While Wisconsin branches of the BP franchise are feeling the pain of the oil spill, Wisconsin itself is in danger of sacrificing the health of its waterways. Though there has been no oil spill, a dangerous foreign additive can be found in waters in and around the state: various species of invasive Asian carp.
Most people are familiar with these fish, which have been popularized by videos showing them leaping out of the water and hitting people on the head or getting skewered by an aerial bow-fisherman. Their presence is even felt in some of the state’s waterways. Since January, when carp DNA was found in Lake Michigan, attention has again been turned to them. Unfortunately, despite the lessons that are being taught by the crisis in the Gulf region, we seem not to be paying attention to the parallels in our own waters.
First, the quality of our water resources does have a real and large effect on our industries, and those whose livelihoods rely on them. Although these fish are not as visible a presence as a plume of oil of disputed size, their destructive powers are no less worrisome. Because they consume large amounts of plankton, a key species for which native fish also compete, they can greatly impact not only other fish species, but all those that depend on native fish as well. Once established, they are extremely difficult to “clean up” and can become a permanent feature of their new habitat. Overall, the $7 billion annual fishing industry, not to mention the tourism and recreation industry, has a lot to lose should these aquatic invaders make their way to the Great Lakes.

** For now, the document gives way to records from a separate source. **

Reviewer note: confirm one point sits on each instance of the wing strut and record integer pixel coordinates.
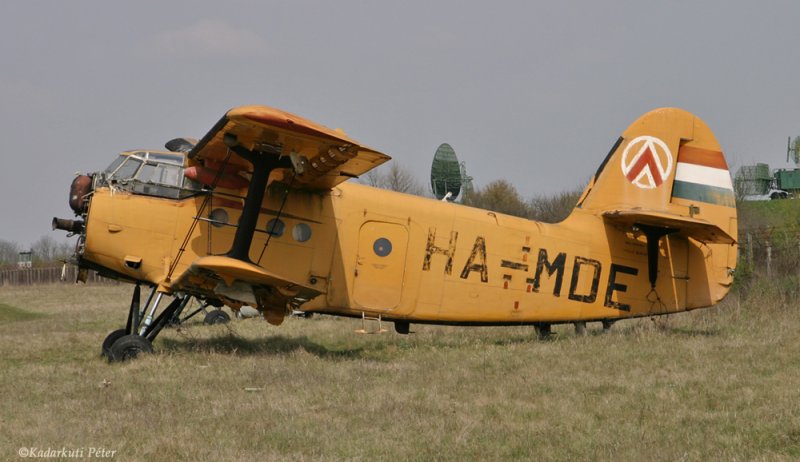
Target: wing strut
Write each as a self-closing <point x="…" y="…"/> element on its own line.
<point x="263" y="163"/>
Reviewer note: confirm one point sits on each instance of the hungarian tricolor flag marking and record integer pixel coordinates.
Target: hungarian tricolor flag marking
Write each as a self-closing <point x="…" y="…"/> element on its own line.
<point x="702" y="175"/>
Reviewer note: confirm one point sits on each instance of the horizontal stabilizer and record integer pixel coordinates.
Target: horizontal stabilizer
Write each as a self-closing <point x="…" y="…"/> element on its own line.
<point x="695" y="228"/>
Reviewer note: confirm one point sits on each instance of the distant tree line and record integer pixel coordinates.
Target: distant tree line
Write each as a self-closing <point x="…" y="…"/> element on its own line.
<point x="44" y="251"/>
<point x="499" y="195"/>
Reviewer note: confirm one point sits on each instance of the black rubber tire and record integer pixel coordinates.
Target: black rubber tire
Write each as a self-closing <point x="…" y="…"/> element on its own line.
<point x="109" y="341"/>
<point x="129" y="347"/>
<point x="216" y="317"/>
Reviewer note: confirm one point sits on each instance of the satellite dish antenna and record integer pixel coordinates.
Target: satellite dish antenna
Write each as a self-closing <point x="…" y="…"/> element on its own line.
<point x="445" y="173"/>
<point x="793" y="150"/>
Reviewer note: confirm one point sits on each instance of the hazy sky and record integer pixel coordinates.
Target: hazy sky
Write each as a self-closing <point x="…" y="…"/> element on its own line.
<point x="533" y="92"/>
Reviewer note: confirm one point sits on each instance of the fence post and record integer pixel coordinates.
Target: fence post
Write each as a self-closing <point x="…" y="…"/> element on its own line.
<point x="769" y="259"/>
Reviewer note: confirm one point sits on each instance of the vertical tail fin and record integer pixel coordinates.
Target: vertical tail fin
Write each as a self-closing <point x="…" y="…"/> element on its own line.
<point x="668" y="163"/>
<point x="667" y="175"/>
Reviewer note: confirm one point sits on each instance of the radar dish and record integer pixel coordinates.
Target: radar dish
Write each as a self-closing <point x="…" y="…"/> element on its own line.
<point x="445" y="173"/>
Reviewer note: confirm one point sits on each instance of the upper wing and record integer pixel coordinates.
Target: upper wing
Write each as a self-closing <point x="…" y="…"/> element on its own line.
<point x="331" y="157"/>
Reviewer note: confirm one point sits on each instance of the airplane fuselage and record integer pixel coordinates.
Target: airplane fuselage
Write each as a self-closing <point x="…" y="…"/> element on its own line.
<point x="373" y="251"/>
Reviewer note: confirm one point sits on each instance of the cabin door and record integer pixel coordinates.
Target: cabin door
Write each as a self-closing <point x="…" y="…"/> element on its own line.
<point x="380" y="265"/>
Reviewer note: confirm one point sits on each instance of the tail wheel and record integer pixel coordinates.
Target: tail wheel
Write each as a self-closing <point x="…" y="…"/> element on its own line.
<point x="129" y="347"/>
<point x="216" y="317"/>
<point x="109" y="341"/>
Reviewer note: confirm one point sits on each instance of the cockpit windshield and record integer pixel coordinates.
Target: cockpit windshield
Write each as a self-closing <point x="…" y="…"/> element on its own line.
<point x="152" y="174"/>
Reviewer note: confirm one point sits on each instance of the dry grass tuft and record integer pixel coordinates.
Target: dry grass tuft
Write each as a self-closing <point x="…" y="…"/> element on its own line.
<point x="713" y="384"/>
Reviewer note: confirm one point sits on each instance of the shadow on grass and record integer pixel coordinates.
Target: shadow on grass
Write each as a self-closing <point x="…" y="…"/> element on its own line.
<point x="277" y="345"/>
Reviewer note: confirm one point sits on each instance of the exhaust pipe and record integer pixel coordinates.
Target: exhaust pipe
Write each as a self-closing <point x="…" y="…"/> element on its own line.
<point x="71" y="226"/>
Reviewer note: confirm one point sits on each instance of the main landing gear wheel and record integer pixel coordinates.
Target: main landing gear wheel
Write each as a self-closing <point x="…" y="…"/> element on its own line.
<point x="109" y="341"/>
<point x="143" y="326"/>
<point x="216" y="317"/>
<point x="129" y="347"/>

Second, the value of prevention is often underestimated. Last week, after many calls from Illinois tourism and shipping companies to keep the locks connecting the Mississippi and Lake Michigan open for business, the U.S. Army Corps of Engineers has stated it will not try to close them. This comes after the President and the Supreme Court gave the same response earlier this year. While this would only have been one of the necessary steps to prevent the spread of the fish it rests on an attitude that prefers short-term profits over long-term economic viability.
Other solutions have been discussed. Two electric barriers are already in place, and a third one is scheduled to be completed this year. More effective than this would be ecological separation, which would allow for the passage of ships without the transfer of water over a barrier.
True, this would be a costly solution, reaching even into the billions of dollars. But it is important to remember that we’ve spent the last few weeks criticizing BP for putting profits before safety and responsibility. How can we hope that they are learning the value of investing in prevention if we ourselves are not willing to display it? And we should indeed look at this as an opportunity to prevent more ecological destruction. Regardless of whether carp have established a viable population in Lake Michigan, history would suggest that it is likely that bighead and silver carp will not be the last invasive species to enter the lake through this waterway. That is, unless we take steps now to make sure that accessing the Great Lakes is not possible for future aquatic invaders.